Sebenarnya China dan Taiwan  telah mencapai kesepakatan pada 2009, bahwa polisi dari kedua belah pihak akan mengembalikan tersangka dari luar negeri ke wilayah masing-masing.

Namun, menurut laporan LSM tersebut Beijing mulai semakin mengabaikan perjanjian ini setelah pemilihan Presiden Taiwan Tsai Ing-wen pada tahun 2016.

Ketika Tsai mencoba untuk menegaskan identitas pulau yang berbeda, China dengan lebih agresif menyatakan klaimnya atas Taiwan.

Safeguard Defenders mengatakan Beijing telah menekan pemerintah - termasuk Filipina dan Kamboja - untuk mengekstradisi ratusan warga Taiwan yang sebagian besar dituduh melakukan penipuan telekomunikasi ke China, meskipun ada upaya oleh pemerintah Taiwan dan Dewan Hak Asasi Manusia PBB untuk mencegah pemindahan paksa.

“Mereka yang diekstradisi ke China menghadapi penahanan sewenang-wenang, penyiksaan, penghilangan paksa, dan pengakuan paksa yang disiarkan televisi,” kata Safeguard Defenders.

Menurut laporan tersebut, Spanyol menyumbang jumlah terbesar dari kasus pemindahan paksa yang diketahui - lebih dari 200 - meskipun terikat oleh Konvensi Eropa tentang Hak Asasi Manusia.

Pengadilan Spanyol memutuskan pada 2017 bahwa sekelompok 121 tersangka penipuan China dan Taiwan dapat diekstradisi ke China, menunjuk pada ‘kebijakan Satu-China’, di mana Taiwan secara diplomatis dianggap sebagai bagian dari China.

“Pemerintah Spanyol telah menunjukkan pengabaian yang jelas terhadap komitmen hak asasi manusianya dan kurangnya pemahaman tentang beratnya pelanggaran hak asasi manusia di China,” kata Safeguard Defenders.

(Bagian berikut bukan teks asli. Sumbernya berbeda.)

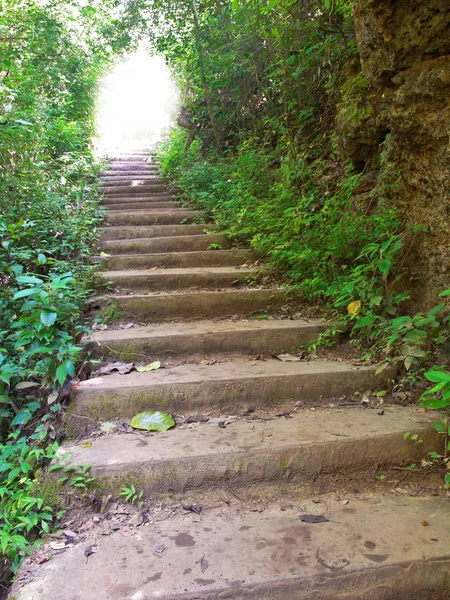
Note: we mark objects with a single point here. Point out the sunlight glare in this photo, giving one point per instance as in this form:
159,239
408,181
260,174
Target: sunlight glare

Bukan rahasia jika selama ini China mengklaim Taiwan yang memiliki pemerintahan sendiri sebagai wilayahnya. Bahkan China sudah menegaskan pulau itu akan direbut kembali dengan paksa jika perlu, dan telah meningkatkan upaya dalam beberapa tahun terakhir untuk mengisolasinya secara diplomatis.